何が起こったのかと、私も、クラスメイトたちも一斉に前を向いた。するとそこには、顔を伏せて握りしめた右手を机に叩きつけた萱愛先生がいた。あまりに強く叩きつけたせいなのか、右手から少し血が出てきている。
「扇綾香……今、なんて言った?」
「え、あの、あの……」
なぜか知らないが、萱愛先生は私に怒っているらしい。だけど本当に、私の何が先生を怒らせたのか、全くわからない。

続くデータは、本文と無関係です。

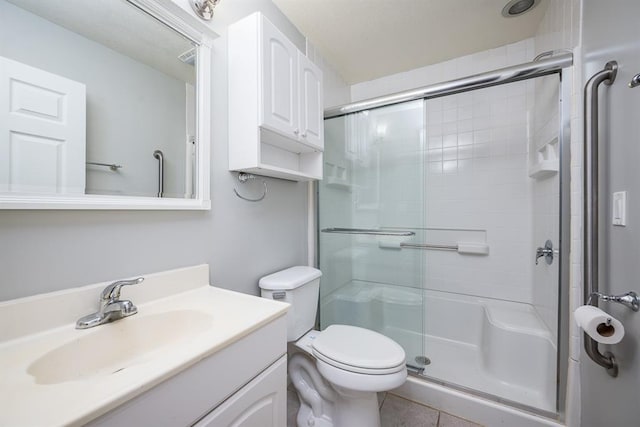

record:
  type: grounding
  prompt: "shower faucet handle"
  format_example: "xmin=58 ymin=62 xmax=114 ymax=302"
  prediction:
xmin=536 ymin=240 xmax=557 ymax=265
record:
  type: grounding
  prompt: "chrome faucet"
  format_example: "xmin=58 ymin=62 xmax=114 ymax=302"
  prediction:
xmin=76 ymin=277 xmax=144 ymax=329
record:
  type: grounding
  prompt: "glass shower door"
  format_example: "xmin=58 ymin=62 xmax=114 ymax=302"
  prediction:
xmin=319 ymin=101 xmax=425 ymax=368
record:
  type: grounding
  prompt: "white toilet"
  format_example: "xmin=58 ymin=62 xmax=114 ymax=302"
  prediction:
xmin=259 ymin=267 xmax=407 ymax=427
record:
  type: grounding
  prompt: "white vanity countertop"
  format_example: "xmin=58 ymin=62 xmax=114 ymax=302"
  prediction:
xmin=0 ymin=265 xmax=288 ymax=427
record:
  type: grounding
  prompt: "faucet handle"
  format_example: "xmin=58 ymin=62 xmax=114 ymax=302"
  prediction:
xmin=100 ymin=277 xmax=144 ymax=301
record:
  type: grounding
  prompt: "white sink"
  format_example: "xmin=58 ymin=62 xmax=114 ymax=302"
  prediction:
xmin=0 ymin=265 xmax=287 ymax=427
xmin=27 ymin=310 xmax=213 ymax=384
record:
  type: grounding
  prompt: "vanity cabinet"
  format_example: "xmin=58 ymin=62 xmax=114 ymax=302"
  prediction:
xmin=87 ymin=316 xmax=287 ymax=427
xmin=229 ymin=13 xmax=324 ymax=181
xmin=194 ymin=356 xmax=287 ymax=427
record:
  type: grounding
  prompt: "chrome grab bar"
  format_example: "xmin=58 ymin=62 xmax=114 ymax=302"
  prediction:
xmin=320 ymin=227 xmax=416 ymax=236
xmin=153 ymin=150 xmax=164 ymax=197
xmin=583 ymin=61 xmax=618 ymax=377
xmin=87 ymin=162 xmax=122 ymax=171
xmin=400 ymin=243 xmax=458 ymax=251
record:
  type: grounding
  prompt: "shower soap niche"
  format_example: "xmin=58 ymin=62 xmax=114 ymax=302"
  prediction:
xmin=529 ymin=137 xmax=560 ymax=179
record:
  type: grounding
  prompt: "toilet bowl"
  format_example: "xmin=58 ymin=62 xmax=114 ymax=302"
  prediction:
xmin=260 ymin=267 xmax=407 ymax=427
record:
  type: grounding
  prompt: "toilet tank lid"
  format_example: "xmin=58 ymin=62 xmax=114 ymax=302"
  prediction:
xmin=258 ymin=265 xmax=322 ymax=290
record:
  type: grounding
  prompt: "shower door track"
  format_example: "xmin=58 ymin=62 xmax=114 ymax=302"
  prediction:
xmin=324 ymin=53 xmax=573 ymax=119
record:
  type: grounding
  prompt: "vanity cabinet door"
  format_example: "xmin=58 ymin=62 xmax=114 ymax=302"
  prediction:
xmin=261 ymin=17 xmax=300 ymax=139
xmin=298 ymin=53 xmax=324 ymax=150
xmin=194 ymin=355 xmax=287 ymax=427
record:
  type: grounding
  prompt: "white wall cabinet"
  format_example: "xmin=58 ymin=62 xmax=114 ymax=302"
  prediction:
xmin=229 ymin=13 xmax=324 ymax=181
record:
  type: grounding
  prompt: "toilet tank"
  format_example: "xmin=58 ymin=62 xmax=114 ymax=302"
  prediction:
xmin=258 ymin=266 xmax=322 ymax=342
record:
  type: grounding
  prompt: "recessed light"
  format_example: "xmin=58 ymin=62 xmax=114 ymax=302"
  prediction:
xmin=502 ymin=0 xmax=540 ymax=18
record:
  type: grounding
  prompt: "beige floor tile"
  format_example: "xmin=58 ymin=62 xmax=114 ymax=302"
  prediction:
xmin=438 ymin=412 xmax=481 ymax=427
xmin=380 ymin=394 xmax=438 ymax=427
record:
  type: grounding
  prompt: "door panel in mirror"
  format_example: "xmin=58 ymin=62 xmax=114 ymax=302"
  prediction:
xmin=0 ymin=0 xmax=215 ymax=208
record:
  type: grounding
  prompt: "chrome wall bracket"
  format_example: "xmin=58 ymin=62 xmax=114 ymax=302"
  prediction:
xmin=587 ymin=291 xmax=640 ymax=311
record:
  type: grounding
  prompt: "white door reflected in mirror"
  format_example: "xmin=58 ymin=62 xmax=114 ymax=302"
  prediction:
xmin=0 ymin=0 xmax=216 ymax=209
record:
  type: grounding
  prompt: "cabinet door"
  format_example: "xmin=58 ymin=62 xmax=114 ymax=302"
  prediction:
xmin=194 ymin=355 xmax=287 ymax=427
xmin=260 ymin=18 xmax=300 ymax=139
xmin=298 ymin=53 xmax=324 ymax=149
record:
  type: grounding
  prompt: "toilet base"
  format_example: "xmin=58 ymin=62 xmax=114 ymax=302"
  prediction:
xmin=289 ymin=353 xmax=380 ymax=427
xmin=333 ymin=385 xmax=380 ymax=427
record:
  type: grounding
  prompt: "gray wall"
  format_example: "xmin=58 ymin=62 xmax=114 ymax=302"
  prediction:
xmin=0 ymin=0 xmax=316 ymax=300
xmin=580 ymin=0 xmax=640 ymax=427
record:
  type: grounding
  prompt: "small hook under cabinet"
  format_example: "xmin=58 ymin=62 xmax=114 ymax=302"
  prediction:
xmin=233 ymin=172 xmax=267 ymax=202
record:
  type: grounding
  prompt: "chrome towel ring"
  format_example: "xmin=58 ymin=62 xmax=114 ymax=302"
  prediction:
xmin=233 ymin=172 xmax=267 ymax=202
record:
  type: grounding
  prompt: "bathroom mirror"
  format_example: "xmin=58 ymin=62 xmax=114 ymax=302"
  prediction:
xmin=0 ymin=0 xmax=215 ymax=209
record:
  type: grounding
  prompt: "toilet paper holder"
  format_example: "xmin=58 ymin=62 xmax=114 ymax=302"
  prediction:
xmin=587 ymin=291 xmax=640 ymax=311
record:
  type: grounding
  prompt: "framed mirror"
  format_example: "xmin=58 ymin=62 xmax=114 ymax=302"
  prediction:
xmin=0 ymin=0 xmax=216 ymax=209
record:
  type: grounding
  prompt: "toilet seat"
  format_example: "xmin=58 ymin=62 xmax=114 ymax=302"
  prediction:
xmin=312 ymin=325 xmax=406 ymax=375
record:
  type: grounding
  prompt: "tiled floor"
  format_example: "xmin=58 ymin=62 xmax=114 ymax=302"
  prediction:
xmin=287 ymin=387 xmax=480 ymax=427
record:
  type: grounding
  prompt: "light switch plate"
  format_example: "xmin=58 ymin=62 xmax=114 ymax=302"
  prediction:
xmin=612 ymin=191 xmax=627 ymax=227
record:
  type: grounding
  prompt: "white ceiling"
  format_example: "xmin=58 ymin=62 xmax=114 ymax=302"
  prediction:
xmin=9 ymin=0 xmax=195 ymax=83
xmin=273 ymin=0 xmax=548 ymax=84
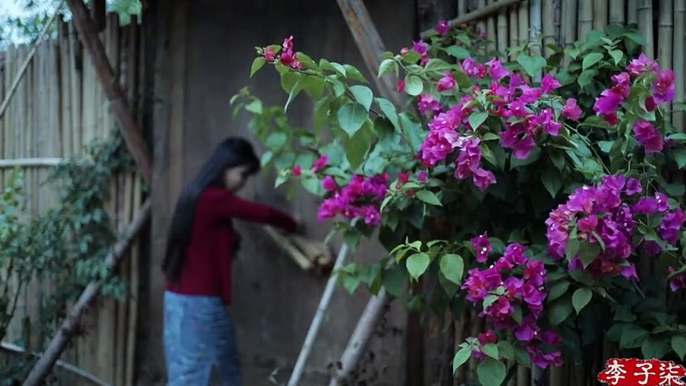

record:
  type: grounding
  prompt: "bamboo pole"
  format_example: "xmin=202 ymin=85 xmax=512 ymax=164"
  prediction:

直前の自分の言動を思い出してみると、確か先生のフルネームを呟いた気がするので、とりあえずそれを伝えてみた。
「あの、萱愛キリカ先生って……」
「私をその名前で呼ぶなあ!!!」
私が返事をし終える前に、萱愛先生は怒鳴りながらこちらに詰め寄ってきた。
「あなたどういうつもりなの!! 先生を下の名前で呼ぶなんて、失礼だと思わないの!?」
「え、あの、私、そんなつもりじゃ……」
「言い訳するんじゃない! あなたのしたことは、教室の風紀を乱す、間違った行為です! 先生に謝りなさい!」
「え、ええ……?」
あまりの事態に、私も、蓬莱くんも、瀧くんや他のクラスメイトたちも戸惑っている。どうして名前を言っただけで、こんなに怒られるのか理解できなかった。
「ご、ごめんなさい……」
だけど萱愛先生への恐怖に屈してしまった私は、わけのわからないまま、謝罪するしかなかった。すると私の言葉を聞いた先生は怒りの
表情を消し、深呼吸をしてゆっくりと顔を上げた。
「……わかればいいのよ。でもね扇さん、あなたはちょっと問題のある子みたいね。でも大丈夫。先生がきっとあなたを正しい道に戻してあげるからね」
「……」
思えばこの時だったのかもしれない。このクラスが萱愛キリカという異常な教師に抑圧され、私の、そして蓬莱くんの悲劇が起こるきっかけとなったのは。